If you have a good idea of which investment choices might be right for you it’s now time to consider how to put these together to create a suitable investment strategy.

Different people need different strategies

Of course, the right choice of investment funds will depend on a range of factors, such as how long you have until retirement, your attitude to investment risk and what other investments you own.

Unfortunately J.P. Morgan Asset Management can only provide you with information to help you decide which funds maybe suitable for you. If you need any further help in deciding which funds are suitable, please contact a financial advisor.

Look at the following case studies (illustrations only, not intended to be recommendations) to see how three very different people might allocate their pension portfolio in line with their personal needs.

Planning in your 20s and 30s

Alice

Alicia – young, and wanting to have fun.

Profile

Alicia is 28, single and has just joined her pension scheme. She is keen to maximise the growth potential of her pension – and is willing to take quite a high level of investment risk for the time being. She intends to retire at 65.

Investment strategy

With 37 years before she retires, Alicia should have plenty of time to overcome short-term falls in The stock market. In addition to a core ‘medium-risk’ holding in UK equity funds, Alicia could look at more specialist choices such as overseas equity, emerging markets and smaller company funds to boost her growth potential. But she must be comfortable with the fact that these funds could be volatile and also fall in value. She should also be sure to reduce the amount of risk she is taking as retirement gets nearer.

Planning in your 40s

David

David – Married with children

Profile

David is 46, married and his wife stays at home to look after their three children. David has already built up other pension benefits with his previous employer. He now wants a pension strategy with good growth potential – but he doesn’t want to experience too much volatility

Investment strategy

With almost 20 years to go before retirement, David can afford to take some investment risk with his pension strategy. As well as a core exposure to UK equities, he could include a small amount of exposure to higher-risk choices such as overseas equity or smaller companies to boost his growth potential. To provide the stability he wants, David could invest in bond funds –both government bonds and corporate bonds. As retirement gets closer, David should aim to reduce the level of risk he is taking – especially as his wife may be relying on his pension as well.
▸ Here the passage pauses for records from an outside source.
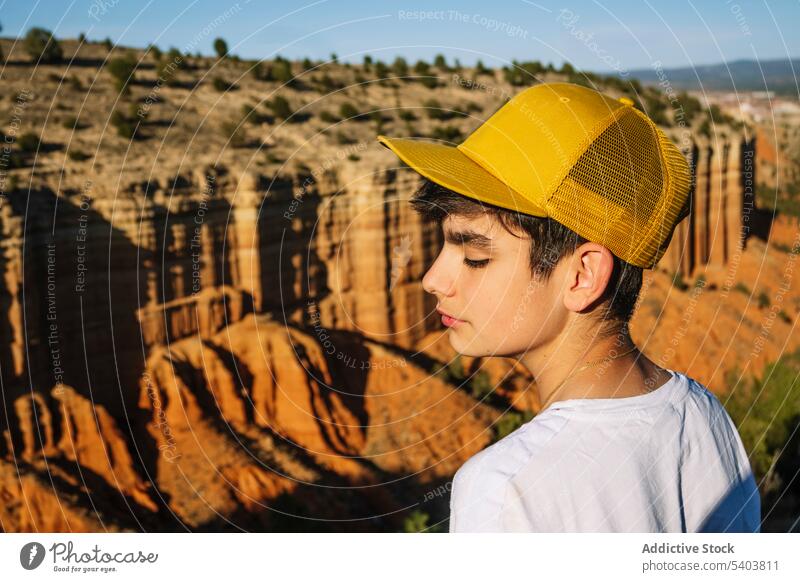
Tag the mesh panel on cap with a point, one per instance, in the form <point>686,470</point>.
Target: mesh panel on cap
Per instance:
<point>617,195</point>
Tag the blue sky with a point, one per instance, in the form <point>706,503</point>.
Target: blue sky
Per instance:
<point>598,36</point>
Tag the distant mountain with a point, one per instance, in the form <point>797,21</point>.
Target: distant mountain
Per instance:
<point>781,76</point>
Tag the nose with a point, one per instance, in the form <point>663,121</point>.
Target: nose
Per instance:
<point>437,281</point>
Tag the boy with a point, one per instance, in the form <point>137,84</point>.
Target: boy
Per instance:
<point>550,211</point>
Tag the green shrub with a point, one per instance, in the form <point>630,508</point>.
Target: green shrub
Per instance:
<point>417,522</point>
<point>327,116</point>
<point>155,52</point>
<point>766,411</point>
<point>407,115</point>
<point>510,422</point>
<point>400,67</point>
<point>125,127</point>
<point>77,155</point>
<point>220,47</point>
<point>344,139</point>
<point>447,133</point>
<point>71,123</point>
<point>435,111</point>
<point>42,46</point>
<point>28,142</point>
<point>348,111</point>
<point>222,85</point>
<point>233,131</point>
<point>280,107</point>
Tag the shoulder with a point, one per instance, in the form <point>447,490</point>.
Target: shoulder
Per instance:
<point>497,464</point>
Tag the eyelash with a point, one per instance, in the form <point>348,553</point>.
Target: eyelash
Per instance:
<point>475,264</point>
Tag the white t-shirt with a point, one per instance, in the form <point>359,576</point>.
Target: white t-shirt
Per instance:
<point>670,460</point>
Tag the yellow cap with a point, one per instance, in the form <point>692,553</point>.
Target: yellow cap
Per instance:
<point>593,163</point>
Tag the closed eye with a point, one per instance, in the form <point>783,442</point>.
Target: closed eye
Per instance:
<point>472,264</point>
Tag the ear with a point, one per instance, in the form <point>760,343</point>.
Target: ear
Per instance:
<point>589,271</point>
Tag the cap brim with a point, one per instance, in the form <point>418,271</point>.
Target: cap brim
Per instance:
<point>450,167</point>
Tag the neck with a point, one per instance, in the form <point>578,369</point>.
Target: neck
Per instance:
<point>613,373</point>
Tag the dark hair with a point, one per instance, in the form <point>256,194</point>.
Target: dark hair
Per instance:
<point>550,242</point>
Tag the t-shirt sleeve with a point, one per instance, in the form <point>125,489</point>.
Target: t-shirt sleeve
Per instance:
<point>519,513</point>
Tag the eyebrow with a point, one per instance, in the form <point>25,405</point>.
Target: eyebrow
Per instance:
<point>468,237</point>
Planning in your 50s and 60s

Howard

Howard – Approaching retirement

Profile

Howard is 58 and intends to retire at 65 – although he would like the option of retiring earlier. He has built up a sizeable pension and wants to take very little risk so that the value of his pension fund can’t be hit by any 11th hour falls in The stock market.

Investment strategy

With seven years or less to go before he wants to retire, Howard can’t afford to take much risk at all with his current pension. He should therefore focus on lower-risk investments such as cash funds and bond funds. When he has five years or less before retirement, he may wish to move more of his portfolio into cash funds to protect against falls in bonds.